Soldatenzeug ? Was hatte das zu bedeuten? Sie wusste, er war in Übersee gewesen. Russell hatte es erwähnt. General Napier war auch in Übersee gewesen. Hatten sie einander getroffen? Hatte er unter ihr gedient? Würde er sich seinem kommandierenden Offizier gegenüber loyal verhalten, egal was Pepper ihm berichtete? Würde er sie ausliefern?
Der alte Dan wäre für sie gestorben. Der neue Dan beobachtete sie, taxierte sie, sah ihre Lust. Sie konnte den Finger nicht genau darauf legen, aber er hatte während der letzten Jahre irgendetwas eingebüßt: Freundlichkeit, Hoffnung, den Glauben an die Menschheit oder an Gott oder das Gute.
Er hatte sich verändert, und sie konnte sich nicht auf ihn verlassen. Pepper schüttelte den Kopf.
Alles hier draußen war so weitläufig. Lang und eng zog sich das Tal in die Ferne, das Vieh bestand nur aus Punkten in der Landschaft. Die Berge erhoben sich mächtig über sie und um sie herum, zerklüftet und pinienbewachsen. Über all das herrschte ein blauer Himmel, der so hell und klar strahlte, dass Pepper sich darunter nackt fühlte.
Wo konnte sie sich verstecken? Weder auf dem Weideland noch in den Bergen. Mit den technischen Mitteln, über die General Napier verfügte, würde man sie finden.
»Fällt dir irgendwas Ungewöhnliches auf?«, fragte Dan und zeigte auf ein Dutzend Rinder, die das frische Gras abweideten.
Sie erstarrte. Etwas Ungewöhnliches? Das war genau das, was sie fürchtete.
Aber er hörte sich ganz entspannt an, interessiert.

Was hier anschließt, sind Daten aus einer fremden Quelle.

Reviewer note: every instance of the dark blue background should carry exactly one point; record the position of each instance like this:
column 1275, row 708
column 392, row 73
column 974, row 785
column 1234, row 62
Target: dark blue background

Dann sah sie, wie sie sich zwischen den schwerfälligen Stieren ihren Weg suchten: zwei ranke Hirschkühe mit ihren scheckigen Kitzen. Sie schritten auf die schmalen Salzblöcke zu, leckten anmutig und hoben gelegentlich den Kopf, um nach möglicher Gefahr zu wittern. Die Kitze tanzten mit in der Sonne glänzendem Fell herum. Ihre Freude war ansteckend, ihre Sprünge staksig und amüsant.
Pepper lachte unwillkürlich auf. Sie machte die Wagentür auf und stieg vorsichtig aus, um sie nicht zu erschrecken.

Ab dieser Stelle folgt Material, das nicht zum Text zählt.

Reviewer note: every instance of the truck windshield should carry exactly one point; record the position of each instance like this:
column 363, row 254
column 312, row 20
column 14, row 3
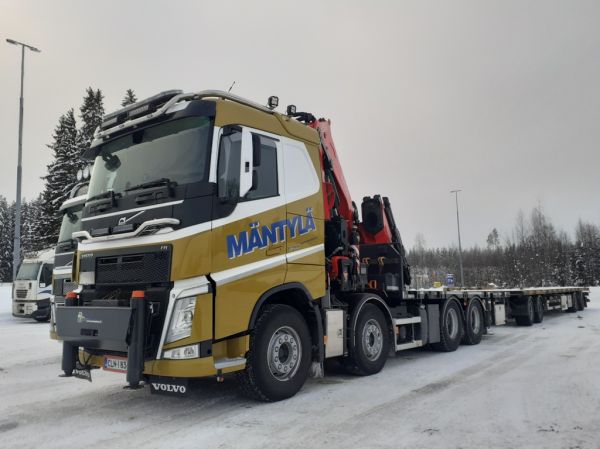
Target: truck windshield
column 71, row 223
column 28, row 271
column 178, row 150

Dan tat es ihr auf seiner Seite gleich und ging um den Wagen herum. »Sie sind wegen des Salzes hier. Und zum Haus kommen sie wegen der Rosen.« Er zog eine Grimasse.
»Sie sind wunderschön«, flüsterte sie. Neben den schmutzigen Schneeresten an den schattigen Stellen, wo nie die Sonne hinkam, leuchtete wie zarter Nebel das junge Gras. Hie und da waren graue Felsbrocken liegen geblieben, wo das Schmelzwasser sie hingelegt hatte. Der Wind pfiff durch die Wipfel und ließ die Bäume knarren wie alte Männer, die nach einem langen Winter zu tanzen anfingen. Unten auf dem Fluss lag Sonnenlicht und verwandelte das Wasser in ein Band aus geschmolzenem Gold.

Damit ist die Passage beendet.